O interrogatório está previsto para ocorrer até terça-feira. Porém, os delegados sustentam que não existe coisa alguma nos autos indicando a participação do deputado nos crimes. PC e Suzana foram encontrados mortos por seus seguranças cada um com um tiro no peito por volta das 10 horas no dia 23 de junho de 1996. No início da noite anterior, o casal recebera Augusto e a namorada Milena para um jantar. Por volta da meia-noite, o deputado teria deixado a casa.
No seu primeiro depoimento à polícia, ele disse que os dois estavam bem. Com relação à prisão dos quatros PMs, que trabalharam como segurança de PC em sua casa de praia na noite do crime, os cabos Reinaldo Correia de Lima Filho e Adeildo Costa dos Santos e os soldados Josemar Faustino dos Santos e José Geraldo da Silva, os delegados confirmaram que eles estão presos em quartéis da PM em Maceió.

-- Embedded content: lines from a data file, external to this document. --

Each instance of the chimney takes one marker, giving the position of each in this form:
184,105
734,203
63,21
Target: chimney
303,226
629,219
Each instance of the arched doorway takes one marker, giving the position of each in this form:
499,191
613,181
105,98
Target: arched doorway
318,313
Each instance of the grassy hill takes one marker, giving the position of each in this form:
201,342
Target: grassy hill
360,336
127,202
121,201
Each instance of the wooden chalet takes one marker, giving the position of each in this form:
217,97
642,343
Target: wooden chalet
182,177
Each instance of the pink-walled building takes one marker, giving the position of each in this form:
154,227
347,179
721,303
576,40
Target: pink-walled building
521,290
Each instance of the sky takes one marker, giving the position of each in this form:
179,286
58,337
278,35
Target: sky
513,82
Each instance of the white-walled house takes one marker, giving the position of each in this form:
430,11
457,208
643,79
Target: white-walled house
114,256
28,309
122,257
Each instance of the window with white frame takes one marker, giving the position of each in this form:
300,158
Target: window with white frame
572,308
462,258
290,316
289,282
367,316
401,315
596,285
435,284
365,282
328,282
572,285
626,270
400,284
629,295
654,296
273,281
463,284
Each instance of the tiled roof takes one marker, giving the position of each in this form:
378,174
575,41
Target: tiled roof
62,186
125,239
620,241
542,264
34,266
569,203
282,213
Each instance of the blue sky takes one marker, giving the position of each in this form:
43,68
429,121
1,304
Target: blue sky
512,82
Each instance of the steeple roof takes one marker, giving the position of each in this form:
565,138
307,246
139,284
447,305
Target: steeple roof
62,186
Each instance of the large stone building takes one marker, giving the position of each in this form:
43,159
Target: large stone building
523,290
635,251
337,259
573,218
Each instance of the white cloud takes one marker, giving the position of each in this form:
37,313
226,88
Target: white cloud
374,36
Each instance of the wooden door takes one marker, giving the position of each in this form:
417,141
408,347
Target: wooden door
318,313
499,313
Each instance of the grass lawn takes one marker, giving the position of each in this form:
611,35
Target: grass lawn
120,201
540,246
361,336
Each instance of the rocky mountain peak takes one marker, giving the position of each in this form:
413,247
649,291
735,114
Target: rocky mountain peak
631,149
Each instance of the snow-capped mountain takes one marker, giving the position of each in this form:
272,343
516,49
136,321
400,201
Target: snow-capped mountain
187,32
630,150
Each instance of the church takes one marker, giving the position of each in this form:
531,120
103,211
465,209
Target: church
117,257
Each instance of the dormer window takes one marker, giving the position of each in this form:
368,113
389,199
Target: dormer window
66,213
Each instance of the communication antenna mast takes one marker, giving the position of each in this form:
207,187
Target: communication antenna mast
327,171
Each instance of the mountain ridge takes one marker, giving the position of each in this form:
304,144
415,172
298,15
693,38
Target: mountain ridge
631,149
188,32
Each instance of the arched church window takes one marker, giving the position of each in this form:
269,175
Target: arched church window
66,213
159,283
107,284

Durante 30 dias, eles ficarão presos por determinação do juiz da 3ª Vara Criminal do Fórum de Maceió, Alberto Jorge Correia de Lima. ‘‘Este constrangimento poderia ter sido evitado se as primeiras investigações tivessem sido feitas corretamente’’, disse o delegado Lessa, considerando que as falhas graves foram: falta de exame residográfico para identificar a existência de pólvora nas mão de Suzana que sustentaria a tese de que ela matou seu namorado; definição da tese de crime passional antes mesmo de iniciar as investigações e não ouvir os familiares de Suzana Marcolino e os amigos dos casal. ‘‘Isso sem falar nas falhas dos exames de medicina legal feitos pelo professor da Unicamp Badan Palhares’’, criticou Lessa, referindo-se ao suposto erro na altura de Suzana que derrubou a tese de crime passional.
‘‘Não existe nada comprovando que Suzana matou PC’’, disse o delegado Alcides Andrade. O advogado José Fragoso Carvalho, contratado por Augusto Farias para defender os PMs, informou que está entrando com pedido de habeas corpus para libertar os seguranças.